A prática exclusivamente por livros não é a ideal. Para uma orientação completa sobre a forma mais adequada para treinamento, recomendamos a participação nos cursos práticos promovidos por escolas especializadas na área.

Regularidade e permanência

A regularidade produz muito mais efeito que um esforço irregular concentrado – muito mais efeito! Para qualquer tipo de técnica – alongamento, flexibilidade, técnicas musculares e outras mais sutis –, a regularidade é o primeiro e mais importante elemento. A permanência dinamizará ainda mais a prática, mas só deve ser ampliada na medida que permita manter uma regularidade exacerbada nas práticas.

Mesmo com pouco tempo por dia (por pouco tempo entendemos dezenas de segundos, não dezenas de minutos), qualquer posição pode ser conquistada desde que a regularidade esteja presente – respeitadas, é claro, as características biológicas do praticante. Até os ásanas considerados de maior exigência muscular, como um mahá kákásana e um vrishkásana, podem ser alcançados com pouco tempo diário de treinamento, desde que mantida a regularidade por um longo período.

Vale ressaltar que, apesar de não ser necessária na fase inicial, a prática com permanência é necessária para uma execução estável do ásana, especialmente para os demonstradores de ásanas. E o mais importante, é o tempo de permanência que vai desencadear os efeitos desejados dentro do sádhana, visando à meta do Yoga.

A Importância de uma série regular

Tenho minha própria experiência em relação ao forte efeito produzido por uma prática balanceada com regularidade. No meu início como praticante, nunca treinava especificamente técnicas musculares, mas praticava diariamente, mantendo aproximadamente a mesma sequência de ásanas diariamente, atentando para a execução mais intensa de algumas posições e acrescentando algumas poucas passagens musculares. Apesar de essas passagens e variações musculares representarem poucos segundos de treinamento por dia durante o sádhana, com a prática regular e o aprimoramento contínuo, em pouco tempo me surpreendi conquistando posições consideradas de alto grau de dificuldade.

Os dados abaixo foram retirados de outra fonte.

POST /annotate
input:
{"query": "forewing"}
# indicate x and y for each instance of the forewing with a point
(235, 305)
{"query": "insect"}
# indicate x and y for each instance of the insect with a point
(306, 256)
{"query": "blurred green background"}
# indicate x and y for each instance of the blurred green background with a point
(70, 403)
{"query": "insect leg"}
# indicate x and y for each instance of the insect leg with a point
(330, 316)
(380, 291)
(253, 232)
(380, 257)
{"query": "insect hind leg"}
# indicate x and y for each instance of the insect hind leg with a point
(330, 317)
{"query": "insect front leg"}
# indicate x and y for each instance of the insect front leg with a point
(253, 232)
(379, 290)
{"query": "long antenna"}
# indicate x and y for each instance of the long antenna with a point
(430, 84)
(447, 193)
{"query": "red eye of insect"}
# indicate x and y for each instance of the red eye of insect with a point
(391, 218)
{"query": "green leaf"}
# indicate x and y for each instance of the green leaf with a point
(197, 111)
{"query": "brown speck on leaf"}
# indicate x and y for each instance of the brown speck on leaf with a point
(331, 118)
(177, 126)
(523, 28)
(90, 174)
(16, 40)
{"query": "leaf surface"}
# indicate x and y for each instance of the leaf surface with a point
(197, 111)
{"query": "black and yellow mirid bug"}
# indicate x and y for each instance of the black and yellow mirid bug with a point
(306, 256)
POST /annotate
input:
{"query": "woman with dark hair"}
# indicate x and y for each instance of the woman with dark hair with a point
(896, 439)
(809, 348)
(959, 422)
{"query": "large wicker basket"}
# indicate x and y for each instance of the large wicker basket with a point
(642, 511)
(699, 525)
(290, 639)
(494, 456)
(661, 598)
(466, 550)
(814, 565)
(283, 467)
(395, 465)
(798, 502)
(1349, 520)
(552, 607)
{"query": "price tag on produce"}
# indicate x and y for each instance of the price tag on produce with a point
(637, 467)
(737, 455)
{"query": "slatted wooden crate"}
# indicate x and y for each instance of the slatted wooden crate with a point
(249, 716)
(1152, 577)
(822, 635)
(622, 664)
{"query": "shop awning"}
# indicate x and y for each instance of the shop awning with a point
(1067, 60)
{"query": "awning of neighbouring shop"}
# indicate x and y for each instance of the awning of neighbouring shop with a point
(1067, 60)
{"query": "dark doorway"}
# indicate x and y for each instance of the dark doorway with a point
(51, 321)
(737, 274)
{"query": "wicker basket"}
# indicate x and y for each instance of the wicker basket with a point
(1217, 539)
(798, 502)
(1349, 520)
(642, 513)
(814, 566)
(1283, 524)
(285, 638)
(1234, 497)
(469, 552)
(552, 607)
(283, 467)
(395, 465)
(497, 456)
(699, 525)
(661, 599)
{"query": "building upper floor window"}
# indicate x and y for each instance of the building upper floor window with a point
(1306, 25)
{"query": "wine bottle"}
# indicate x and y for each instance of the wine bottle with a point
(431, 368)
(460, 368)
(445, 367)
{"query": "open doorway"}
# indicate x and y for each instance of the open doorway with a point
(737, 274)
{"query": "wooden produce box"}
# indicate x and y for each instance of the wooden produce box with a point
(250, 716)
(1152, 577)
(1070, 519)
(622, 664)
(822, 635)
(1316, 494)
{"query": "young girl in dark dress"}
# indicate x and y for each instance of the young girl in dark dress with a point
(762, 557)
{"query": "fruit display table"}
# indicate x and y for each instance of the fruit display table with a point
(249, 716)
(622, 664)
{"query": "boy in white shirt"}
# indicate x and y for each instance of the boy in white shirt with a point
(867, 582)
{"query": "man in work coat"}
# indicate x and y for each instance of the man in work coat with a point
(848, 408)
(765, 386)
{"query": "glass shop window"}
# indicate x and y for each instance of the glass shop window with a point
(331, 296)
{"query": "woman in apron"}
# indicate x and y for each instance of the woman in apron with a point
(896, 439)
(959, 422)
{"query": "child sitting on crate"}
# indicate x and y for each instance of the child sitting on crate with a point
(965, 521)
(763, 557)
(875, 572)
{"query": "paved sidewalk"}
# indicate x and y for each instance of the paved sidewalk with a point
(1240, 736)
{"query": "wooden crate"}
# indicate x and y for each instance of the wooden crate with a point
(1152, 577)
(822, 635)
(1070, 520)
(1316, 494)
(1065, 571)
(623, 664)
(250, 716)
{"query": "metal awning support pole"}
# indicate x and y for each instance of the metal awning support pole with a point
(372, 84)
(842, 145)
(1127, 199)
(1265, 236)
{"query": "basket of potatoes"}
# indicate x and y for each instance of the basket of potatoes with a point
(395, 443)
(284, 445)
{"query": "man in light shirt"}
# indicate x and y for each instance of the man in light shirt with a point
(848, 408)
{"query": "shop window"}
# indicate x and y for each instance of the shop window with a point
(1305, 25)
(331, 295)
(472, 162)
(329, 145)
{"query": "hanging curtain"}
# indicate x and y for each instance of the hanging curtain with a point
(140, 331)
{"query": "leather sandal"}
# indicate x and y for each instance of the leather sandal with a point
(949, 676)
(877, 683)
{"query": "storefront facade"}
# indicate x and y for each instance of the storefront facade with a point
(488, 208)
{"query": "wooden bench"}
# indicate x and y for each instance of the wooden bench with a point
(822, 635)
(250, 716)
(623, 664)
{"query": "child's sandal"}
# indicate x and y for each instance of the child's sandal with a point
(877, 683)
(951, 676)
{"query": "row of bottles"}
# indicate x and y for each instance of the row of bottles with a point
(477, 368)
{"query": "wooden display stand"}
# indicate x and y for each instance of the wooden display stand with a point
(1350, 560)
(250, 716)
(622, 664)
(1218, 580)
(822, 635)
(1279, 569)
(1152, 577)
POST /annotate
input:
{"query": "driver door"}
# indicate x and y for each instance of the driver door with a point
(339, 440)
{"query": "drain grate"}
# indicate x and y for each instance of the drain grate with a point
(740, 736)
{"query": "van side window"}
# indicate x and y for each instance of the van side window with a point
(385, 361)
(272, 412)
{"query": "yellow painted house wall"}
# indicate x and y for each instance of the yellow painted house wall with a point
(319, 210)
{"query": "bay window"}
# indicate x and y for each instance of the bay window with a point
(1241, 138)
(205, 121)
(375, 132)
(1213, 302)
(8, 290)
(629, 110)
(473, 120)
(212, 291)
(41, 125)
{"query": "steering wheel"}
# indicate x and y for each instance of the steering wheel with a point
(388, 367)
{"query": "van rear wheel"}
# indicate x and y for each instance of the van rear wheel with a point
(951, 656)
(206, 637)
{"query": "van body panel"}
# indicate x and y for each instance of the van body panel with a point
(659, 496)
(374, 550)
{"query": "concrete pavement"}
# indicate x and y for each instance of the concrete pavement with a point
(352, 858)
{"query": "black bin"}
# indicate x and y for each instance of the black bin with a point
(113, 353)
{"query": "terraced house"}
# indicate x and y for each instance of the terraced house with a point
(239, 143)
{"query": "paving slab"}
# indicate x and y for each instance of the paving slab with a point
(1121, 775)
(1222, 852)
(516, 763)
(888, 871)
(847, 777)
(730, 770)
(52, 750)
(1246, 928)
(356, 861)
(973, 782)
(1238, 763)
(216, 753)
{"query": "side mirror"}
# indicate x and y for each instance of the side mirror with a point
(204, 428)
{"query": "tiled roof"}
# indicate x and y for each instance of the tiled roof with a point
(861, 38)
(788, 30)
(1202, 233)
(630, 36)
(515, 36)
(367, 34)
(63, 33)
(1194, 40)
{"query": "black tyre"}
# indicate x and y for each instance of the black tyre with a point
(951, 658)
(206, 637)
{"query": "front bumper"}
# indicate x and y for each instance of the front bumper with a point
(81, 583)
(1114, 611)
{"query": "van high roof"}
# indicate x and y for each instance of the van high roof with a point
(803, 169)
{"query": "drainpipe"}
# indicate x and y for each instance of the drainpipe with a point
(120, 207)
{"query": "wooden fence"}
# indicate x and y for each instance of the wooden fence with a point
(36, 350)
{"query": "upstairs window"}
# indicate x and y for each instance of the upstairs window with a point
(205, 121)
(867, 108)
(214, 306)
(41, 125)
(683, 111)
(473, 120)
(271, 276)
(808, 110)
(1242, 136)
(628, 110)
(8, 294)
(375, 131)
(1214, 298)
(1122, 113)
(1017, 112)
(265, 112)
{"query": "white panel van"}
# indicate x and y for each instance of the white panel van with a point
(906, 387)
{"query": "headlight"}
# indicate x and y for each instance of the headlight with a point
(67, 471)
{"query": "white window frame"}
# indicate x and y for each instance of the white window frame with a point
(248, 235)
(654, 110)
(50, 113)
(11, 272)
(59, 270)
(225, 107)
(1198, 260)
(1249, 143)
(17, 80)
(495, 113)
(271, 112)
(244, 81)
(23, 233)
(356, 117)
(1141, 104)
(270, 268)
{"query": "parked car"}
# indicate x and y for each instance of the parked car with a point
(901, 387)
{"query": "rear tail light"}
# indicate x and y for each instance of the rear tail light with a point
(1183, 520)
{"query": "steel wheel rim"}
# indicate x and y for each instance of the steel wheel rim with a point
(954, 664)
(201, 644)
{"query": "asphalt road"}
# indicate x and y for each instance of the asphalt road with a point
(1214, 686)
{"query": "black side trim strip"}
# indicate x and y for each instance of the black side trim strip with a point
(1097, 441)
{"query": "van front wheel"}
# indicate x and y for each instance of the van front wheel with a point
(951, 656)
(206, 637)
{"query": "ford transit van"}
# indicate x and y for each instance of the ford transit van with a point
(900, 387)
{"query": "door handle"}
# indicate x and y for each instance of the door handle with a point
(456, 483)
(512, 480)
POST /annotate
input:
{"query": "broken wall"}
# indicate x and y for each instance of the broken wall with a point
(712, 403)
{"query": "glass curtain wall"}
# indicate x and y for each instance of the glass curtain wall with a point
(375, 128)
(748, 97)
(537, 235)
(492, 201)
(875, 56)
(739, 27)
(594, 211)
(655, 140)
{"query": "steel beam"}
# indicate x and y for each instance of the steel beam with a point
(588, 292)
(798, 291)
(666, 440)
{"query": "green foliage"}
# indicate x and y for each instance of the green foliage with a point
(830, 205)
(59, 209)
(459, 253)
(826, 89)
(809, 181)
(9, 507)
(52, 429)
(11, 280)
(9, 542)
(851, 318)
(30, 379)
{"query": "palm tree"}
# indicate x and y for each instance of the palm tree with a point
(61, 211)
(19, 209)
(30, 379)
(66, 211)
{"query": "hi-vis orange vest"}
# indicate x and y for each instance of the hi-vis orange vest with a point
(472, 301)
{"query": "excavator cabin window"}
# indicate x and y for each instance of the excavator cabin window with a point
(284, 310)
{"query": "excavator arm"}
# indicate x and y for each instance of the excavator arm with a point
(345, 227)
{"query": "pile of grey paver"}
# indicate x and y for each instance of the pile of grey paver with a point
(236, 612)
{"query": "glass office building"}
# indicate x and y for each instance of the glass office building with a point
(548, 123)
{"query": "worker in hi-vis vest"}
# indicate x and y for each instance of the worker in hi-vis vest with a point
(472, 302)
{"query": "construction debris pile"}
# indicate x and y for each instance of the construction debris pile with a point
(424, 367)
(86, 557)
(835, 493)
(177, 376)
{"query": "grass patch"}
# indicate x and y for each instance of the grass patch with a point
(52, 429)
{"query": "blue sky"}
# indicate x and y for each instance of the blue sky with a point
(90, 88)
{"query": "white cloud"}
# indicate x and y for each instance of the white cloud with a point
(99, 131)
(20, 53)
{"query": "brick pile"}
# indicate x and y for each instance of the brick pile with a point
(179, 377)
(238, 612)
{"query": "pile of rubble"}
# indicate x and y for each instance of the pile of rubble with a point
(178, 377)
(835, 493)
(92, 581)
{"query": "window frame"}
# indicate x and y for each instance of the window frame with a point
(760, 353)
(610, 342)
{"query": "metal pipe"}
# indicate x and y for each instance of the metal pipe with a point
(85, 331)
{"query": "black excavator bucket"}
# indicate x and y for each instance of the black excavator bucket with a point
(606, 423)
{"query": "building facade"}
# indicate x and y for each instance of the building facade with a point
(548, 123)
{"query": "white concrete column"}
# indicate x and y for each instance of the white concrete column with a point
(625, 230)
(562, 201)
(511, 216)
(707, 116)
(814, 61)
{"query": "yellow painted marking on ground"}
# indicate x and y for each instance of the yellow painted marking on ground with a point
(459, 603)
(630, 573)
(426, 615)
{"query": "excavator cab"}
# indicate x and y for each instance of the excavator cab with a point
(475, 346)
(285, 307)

Desenvolvimento uniforme e balanceado

Se o iniciante, durante seus primeiros anos de prática, puder manter uma regularidade inabalável (abhyása), ainda que com pouca permanência, a prática será muito eficaz. Provavelmente será até melhor do que se aumentar a permanência, porém sem contar com a orientação próxima de um instrutor mais experiente. O desenvolvimento dentro do Yoga é mais efetivo quando é balanceado, combinando várias técnicas que atuam em sinergia.

Ao treinar muita permanência em apenas algumas posições, e não em outras, não ocorre um desenvolvimento uniforme do corpo. A aplicação de uma maior quantidade de ásanas dentro do sádhana conduz a uma evolução mais segura e eficiente, especialmente nos primeiro anos de prática, desde que é claro, sejam escolhidos de acordo com as necessidades de seu biotipo e um planejamento de evolução. Esse princípio vale também para as outras técnicas de Yoga. Logo, não se deve treinar apenas ásanas, nem praticar muito mais ásanas que as demais técnicas. A prática diária de meditação, pilar fundamental do Yoga, também deve ter o suporte das demais técnicas.

A prática ideal para seu abhyása (treinamento regular e determinado do yogin) é a prática uniforme e balanceada de vários feixes de técnicas, escolhidos de acordo seu biotipo, seus propósitos dentro da filosofia e consistentes com a sua linhagem de Yoga.

Conforto e bem-estar

O ásana está conquistado quando o esforço
é necessário para sair da posição, não para permanecer.

Marcos Taccolini

A prática desbalanceada e o treinamento exagerado de permanência enquanto iniciante também produzem estresse e desconforto. Quando iniciei na prática de Yoga, o professor André, que tinha (aliás, que tem!) um desempenho fantástico nas técnicas corporais, lembrava-me sempre: o tempo não importa; o conforto, este sim, é fundamental!

É necessária especial atenção com a coluna vertebral e as articulações dos joelhos; qualquer dor nessas regiões deve ser evitada e, caso sinta algum desconforto, peça orientação imediata a seu instrutor.

Ultrapassada a fase inicial de adaptação ao começar a praticar Yoga, se a prática regular não está sendo agradável, se não está dando prazer, se, depois de a executar, você não se sente melhor, com mais energia, ela não pode estar correta. Há de haver uma outra forma de executar as técnicas.